27 de julio de 2014

Fotograma




Nunca pude olvidar ese instante entre el agua, el sonido de las ramas y su cuerpo. Puedo detallar cada gesto de lo íntimo, su perfil de estatua adulta, sus contornos. Blanca fue la única a quien pude mostrarle el río. Recuerdo que la llevé en mi barco, entrada la noche. Planifiqué el recorrido, los posibles obstáculos, la distancia entre el delta y el amarre, los detalles de la cena y de la ropa. La invité por deseo propio, porque su carne vieja me gustaba, porque podía pedirle todo. No me importaba su edad ni que tuviera hijos. Tenía arrugas en la frente y en los labios.

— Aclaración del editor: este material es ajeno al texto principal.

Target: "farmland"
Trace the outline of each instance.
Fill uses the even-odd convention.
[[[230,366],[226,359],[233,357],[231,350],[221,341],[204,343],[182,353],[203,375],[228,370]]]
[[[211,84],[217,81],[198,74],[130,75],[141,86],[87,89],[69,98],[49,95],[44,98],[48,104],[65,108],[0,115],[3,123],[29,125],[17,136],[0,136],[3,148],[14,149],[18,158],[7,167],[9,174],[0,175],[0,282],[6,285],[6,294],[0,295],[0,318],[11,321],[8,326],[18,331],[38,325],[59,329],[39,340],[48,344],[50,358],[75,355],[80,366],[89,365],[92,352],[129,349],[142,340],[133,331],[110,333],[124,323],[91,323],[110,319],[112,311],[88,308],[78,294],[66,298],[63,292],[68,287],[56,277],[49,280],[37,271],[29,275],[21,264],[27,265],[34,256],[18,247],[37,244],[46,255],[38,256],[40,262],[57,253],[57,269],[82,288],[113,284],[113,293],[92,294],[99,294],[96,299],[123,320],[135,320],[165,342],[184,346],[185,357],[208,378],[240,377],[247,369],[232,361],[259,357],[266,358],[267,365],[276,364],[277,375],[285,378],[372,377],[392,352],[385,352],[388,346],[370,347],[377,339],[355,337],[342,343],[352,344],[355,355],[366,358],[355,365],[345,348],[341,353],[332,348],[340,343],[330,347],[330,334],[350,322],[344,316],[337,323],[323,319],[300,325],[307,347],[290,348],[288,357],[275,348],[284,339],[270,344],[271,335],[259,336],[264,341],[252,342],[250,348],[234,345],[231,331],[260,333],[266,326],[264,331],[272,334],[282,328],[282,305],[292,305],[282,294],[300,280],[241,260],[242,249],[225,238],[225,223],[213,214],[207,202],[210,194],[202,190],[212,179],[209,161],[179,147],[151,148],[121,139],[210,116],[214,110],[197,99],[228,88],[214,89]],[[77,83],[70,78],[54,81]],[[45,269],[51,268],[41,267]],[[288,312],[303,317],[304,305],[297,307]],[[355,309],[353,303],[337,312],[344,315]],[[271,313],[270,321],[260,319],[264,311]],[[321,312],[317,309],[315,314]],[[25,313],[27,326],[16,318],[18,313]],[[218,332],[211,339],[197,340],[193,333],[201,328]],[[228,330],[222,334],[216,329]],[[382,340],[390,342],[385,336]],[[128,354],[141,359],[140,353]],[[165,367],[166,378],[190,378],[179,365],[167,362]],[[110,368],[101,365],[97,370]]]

Me conmovía su decencia, sus modales, su experiencia. Blanca era educada, una dama, una perla, casi una reina. Cuando nos quitábamos la ropa, siempre en silencio, la elegancia le colgaba de los ojos como un trapo o una canción. Mientras me miraba abría las piernas para que la atravesara como un clavo. Creo que le encantaba sentarse arriba mío, hamacándose sigilosa y desnuda -digo creo porque con las mujeres no se sabe-. Si apretaba las rodillas en mi cintura, boca arriba o boca al suelo, gemía  despacio, en susurros. Me hubiera gustado que dijera obscenidades -nunca se lo pedí, no estoy seguro-. Cuando los orgasmos nos sacudían yo sentía que la muerte estaba lejos. Aún recuerdo esa noche, en el barco. Blanca estaba de espaldas y había luna. Tenía miedo, me lo dijo. La abracé. Besé sus tetas y su boca. Tiempo después nos separamos. La última vez  que la ví fue en una foto. Quizás en un relato.